The function defined in each lambda computes a result. I have found that if this gets too complex, it can be worth factoring out another function and then simply calling that inside the lambda. It’s not perfect, but it works!

Note that the parameters of the lambda must align with the attributes of the matched object. I’m considering changing this so it’s done by position instead of by name, but I first have to determine whether the order of defined attributes in a dataclass instance can be relied-upon, and then I have to decide if it’s worth requiring all subclasses that are matched-on to be instances of dataclass.

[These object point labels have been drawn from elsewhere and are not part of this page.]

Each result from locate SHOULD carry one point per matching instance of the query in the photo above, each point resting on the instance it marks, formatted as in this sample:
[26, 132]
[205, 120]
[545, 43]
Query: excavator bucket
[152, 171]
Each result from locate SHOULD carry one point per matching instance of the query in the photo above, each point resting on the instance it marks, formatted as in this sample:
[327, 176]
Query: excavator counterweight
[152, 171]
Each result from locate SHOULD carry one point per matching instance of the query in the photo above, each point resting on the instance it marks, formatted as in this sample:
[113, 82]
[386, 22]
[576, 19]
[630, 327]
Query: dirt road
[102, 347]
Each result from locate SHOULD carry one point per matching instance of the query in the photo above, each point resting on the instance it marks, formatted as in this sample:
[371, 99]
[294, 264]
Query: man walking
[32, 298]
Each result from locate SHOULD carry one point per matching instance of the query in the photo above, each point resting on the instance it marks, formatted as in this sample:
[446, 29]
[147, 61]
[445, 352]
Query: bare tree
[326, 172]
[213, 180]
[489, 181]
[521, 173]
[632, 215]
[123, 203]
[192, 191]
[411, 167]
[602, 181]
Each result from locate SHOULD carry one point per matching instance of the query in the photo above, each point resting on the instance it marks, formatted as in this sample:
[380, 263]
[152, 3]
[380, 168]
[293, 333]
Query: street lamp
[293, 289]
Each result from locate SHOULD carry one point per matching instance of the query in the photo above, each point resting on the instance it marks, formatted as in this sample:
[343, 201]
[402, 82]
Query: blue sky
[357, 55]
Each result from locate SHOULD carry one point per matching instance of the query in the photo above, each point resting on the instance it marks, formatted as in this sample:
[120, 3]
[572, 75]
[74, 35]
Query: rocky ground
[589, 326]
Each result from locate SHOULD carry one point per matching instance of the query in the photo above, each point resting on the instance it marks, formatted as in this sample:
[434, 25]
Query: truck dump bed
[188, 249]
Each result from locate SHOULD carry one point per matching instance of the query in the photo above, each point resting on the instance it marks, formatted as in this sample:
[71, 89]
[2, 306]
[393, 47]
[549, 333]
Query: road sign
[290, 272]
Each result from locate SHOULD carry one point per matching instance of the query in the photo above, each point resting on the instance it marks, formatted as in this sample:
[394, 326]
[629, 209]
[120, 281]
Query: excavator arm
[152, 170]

At the end, match is passed in BTree. This is the base class that the exhaustiveness checks will be performed relative to. This can be left out, but then there can’t be any exhaustiveness guarantees. I may also change this; all of the subclasses in the tree can be used to walk a class hierarchy and find a least common ancestor in that hierarchy. But this will be left to the future for now.

Room for Improvement

Of course, my solution isn’t perfect.

There are a lot of assumptions in this code about how Python works, from inspecting the call stack to hoping no subclasses are co-dependent somehow. I think there’s plenty of ways I can improve this function over time, but for the moment I’m happy with it.

I also have a predicated match function (defined in the same module as match_pred). This function uses a more complicated table, but allows for the construction of guarded clauses — similar to the use of where in Haskell. However, this is currently implemented very simply and is not too robust, unlike the more fully-featured match I just explained. I intend to update pred_match to work more like match in the future!